Selection of toxicity data for analysis

Acute toxicity data were taken from the PWG pyrethroid aquatic toxicity database described in the Introduction. This database was compiled from reports provided by each of the PWG member companies and from public documents (reports and peer-reviewed publications) identified through a comprehensive literature search. Reports and publications (primary sources) were evaluated using a set of objective criteria2, and only studies that met the evaluation criteria were used in the analysis.

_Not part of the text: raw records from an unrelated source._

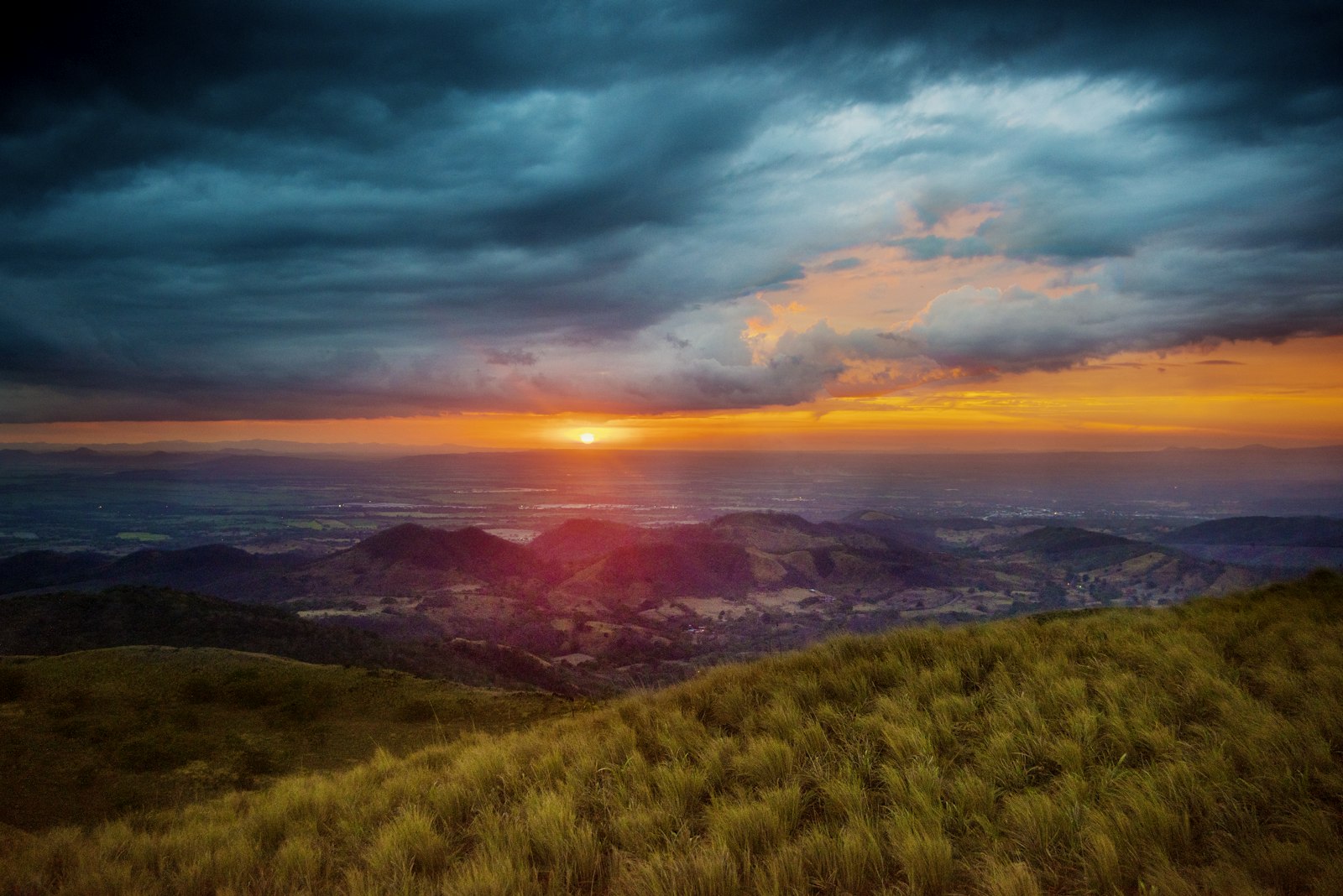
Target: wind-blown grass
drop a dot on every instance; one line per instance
(1186, 750)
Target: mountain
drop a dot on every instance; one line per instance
(1112, 752)
(44, 569)
(1275, 542)
(584, 539)
(1078, 544)
(470, 551)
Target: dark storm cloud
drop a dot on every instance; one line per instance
(324, 208)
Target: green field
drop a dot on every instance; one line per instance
(1186, 750)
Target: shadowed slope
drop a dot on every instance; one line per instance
(1192, 748)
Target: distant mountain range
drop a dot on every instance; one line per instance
(629, 596)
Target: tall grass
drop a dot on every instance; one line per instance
(1186, 750)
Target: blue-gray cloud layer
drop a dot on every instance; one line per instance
(332, 208)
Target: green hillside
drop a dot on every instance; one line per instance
(94, 734)
(1186, 750)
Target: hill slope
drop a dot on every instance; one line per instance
(128, 616)
(1193, 748)
(91, 734)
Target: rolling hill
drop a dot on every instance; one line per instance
(94, 734)
(62, 623)
(1181, 750)
(1273, 542)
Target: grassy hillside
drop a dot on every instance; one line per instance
(93, 734)
(1186, 750)
(138, 615)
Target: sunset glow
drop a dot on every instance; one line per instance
(1069, 246)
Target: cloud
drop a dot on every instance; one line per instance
(322, 208)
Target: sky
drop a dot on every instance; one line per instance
(856, 224)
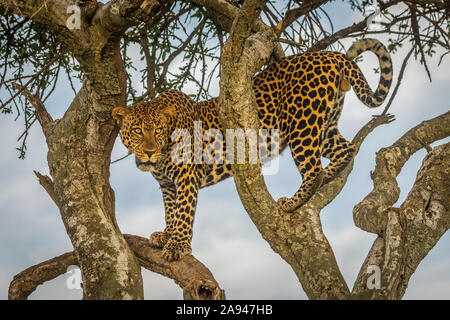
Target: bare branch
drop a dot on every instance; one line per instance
(370, 214)
(40, 111)
(190, 274)
(411, 231)
(296, 13)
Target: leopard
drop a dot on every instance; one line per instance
(301, 96)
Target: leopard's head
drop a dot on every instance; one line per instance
(144, 130)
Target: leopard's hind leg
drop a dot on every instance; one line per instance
(334, 146)
(305, 145)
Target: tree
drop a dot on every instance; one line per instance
(91, 41)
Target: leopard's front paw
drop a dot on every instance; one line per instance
(174, 250)
(158, 239)
(287, 205)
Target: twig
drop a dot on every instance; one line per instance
(399, 80)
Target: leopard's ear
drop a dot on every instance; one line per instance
(119, 113)
(169, 112)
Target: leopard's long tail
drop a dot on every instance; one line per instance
(357, 80)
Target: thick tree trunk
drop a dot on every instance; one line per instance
(79, 155)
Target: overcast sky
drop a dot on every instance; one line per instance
(225, 239)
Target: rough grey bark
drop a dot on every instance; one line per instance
(409, 232)
(79, 155)
(191, 275)
(80, 143)
(298, 238)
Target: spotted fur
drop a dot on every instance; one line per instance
(300, 95)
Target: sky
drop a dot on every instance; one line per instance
(225, 239)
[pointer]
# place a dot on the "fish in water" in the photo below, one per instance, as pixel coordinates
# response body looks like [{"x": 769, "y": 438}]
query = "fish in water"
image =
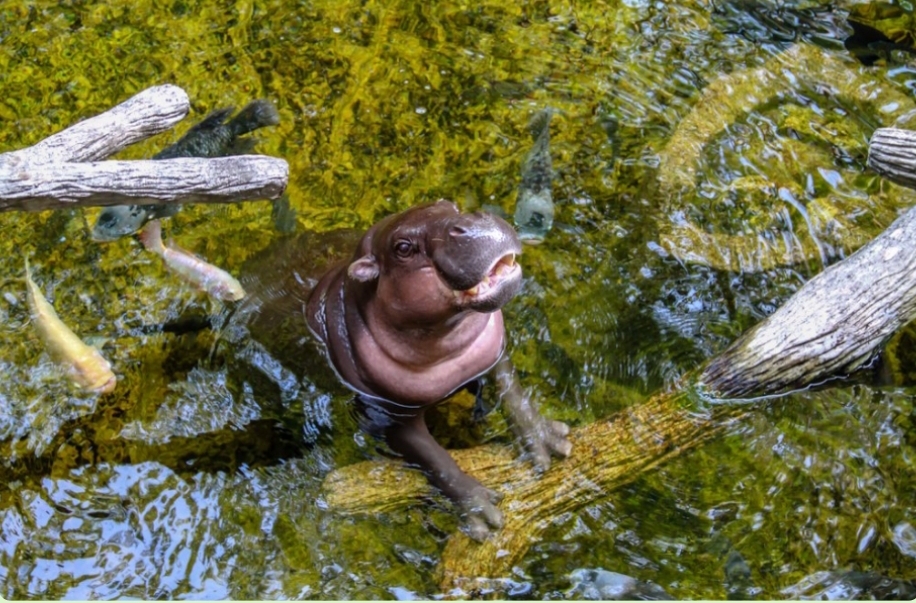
[
  {"x": 212, "y": 137},
  {"x": 85, "y": 365},
  {"x": 218, "y": 283},
  {"x": 534, "y": 206}
]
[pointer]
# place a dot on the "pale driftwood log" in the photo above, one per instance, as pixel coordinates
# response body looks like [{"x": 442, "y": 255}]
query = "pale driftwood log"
[
  {"x": 36, "y": 187},
  {"x": 831, "y": 326},
  {"x": 147, "y": 113},
  {"x": 64, "y": 171},
  {"x": 892, "y": 153}
]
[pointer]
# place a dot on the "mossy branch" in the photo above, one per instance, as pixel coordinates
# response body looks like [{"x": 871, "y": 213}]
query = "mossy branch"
[
  {"x": 64, "y": 170},
  {"x": 830, "y": 327}
]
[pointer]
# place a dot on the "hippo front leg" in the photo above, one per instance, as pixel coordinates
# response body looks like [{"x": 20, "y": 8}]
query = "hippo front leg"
[
  {"x": 477, "y": 503},
  {"x": 541, "y": 437}
]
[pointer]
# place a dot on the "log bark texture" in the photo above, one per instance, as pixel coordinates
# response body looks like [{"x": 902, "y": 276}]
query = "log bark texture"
[
  {"x": 147, "y": 113},
  {"x": 65, "y": 169},
  {"x": 35, "y": 187},
  {"x": 831, "y": 326},
  {"x": 892, "y": 153}
]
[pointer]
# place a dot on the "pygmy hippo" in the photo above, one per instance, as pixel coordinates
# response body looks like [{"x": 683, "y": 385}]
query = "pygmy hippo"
[{"x": 412, "y": 318}]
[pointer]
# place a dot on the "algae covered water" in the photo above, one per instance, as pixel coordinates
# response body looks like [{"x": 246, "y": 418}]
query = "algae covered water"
[{"x": 708, "y": 158}]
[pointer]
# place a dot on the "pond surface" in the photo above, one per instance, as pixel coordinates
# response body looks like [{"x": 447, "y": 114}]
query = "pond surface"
[{"x": 709, "y": 159}]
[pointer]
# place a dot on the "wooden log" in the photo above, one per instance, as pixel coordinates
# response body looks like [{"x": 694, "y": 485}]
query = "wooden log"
[
  {"x": 147, "y": 113},
  {"x": 606, "y": 455},
  {"x": 892, "y": 153},
  {"x": 830, "y": 327},
  {"x": 35, "y": 187}
]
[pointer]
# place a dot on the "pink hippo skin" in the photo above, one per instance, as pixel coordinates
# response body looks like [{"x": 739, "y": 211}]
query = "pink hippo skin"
[{"x": 414, "y": 316}]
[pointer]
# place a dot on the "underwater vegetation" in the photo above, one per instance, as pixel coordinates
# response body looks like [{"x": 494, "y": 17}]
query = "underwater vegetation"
[{"x": 701, "y": 172}]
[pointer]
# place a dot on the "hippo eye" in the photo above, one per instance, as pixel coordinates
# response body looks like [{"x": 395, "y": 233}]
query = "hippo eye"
[{"x": 403, "y": 248}]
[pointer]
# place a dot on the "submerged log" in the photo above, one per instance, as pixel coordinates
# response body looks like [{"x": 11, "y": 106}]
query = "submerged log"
[
  {"x": 64, "y": 170},
  {"x": 892, "y": 153},
  {"x": 41, "y": 186},
  {"x": 831, "y": 326},
  {"x": 149, "y": 112}
]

A single Key Value was selected for each study using a second set of criteria that included measured endpoint (e.g., LC50 or EC50), exposure duration, measured response (mortality), life stage (most sensitive), test conditions (most closely approximating standard test conditions according to USEPA or other regulatory guidelines), and exposure regime (flow-through preferred over static or static-renewal). If, after application of Key Value selection criteria, multiple values remained (e.g., in studies with repeated trials, or studies using test organisms from different sources), the geometric mean was calculated and used as the Key Value for that study.

From the set of Key Values (one for each study), a Species Final Value (SFV) was selected for each AI and each species. Criteria for selection of SFVs were similar to those used for selection of Key Values. Key Values from studies with measured exposure concentrations were preferred over nominal concentrations for SFVs. In cases where only one Key Value met the criteria for a given test substance, that Key Value was identified as the SFV. When two or more Key Values met the selection criteria equally, the geometric mean of the Key Values was calculated and used as the SFV. A separate SFV was selected for the technical grade active ingredient (TGAI) and for each formulation or formulation type. Differences between TGAI and formulation toxicity were generally minimal, but only SFVs for TGAI were used in the SSD analysis. A few SFVs were derived from “greater-than” LC50 values and these were used in the analysis without the “greater-than” sign. All SFVs are shown in SI-3.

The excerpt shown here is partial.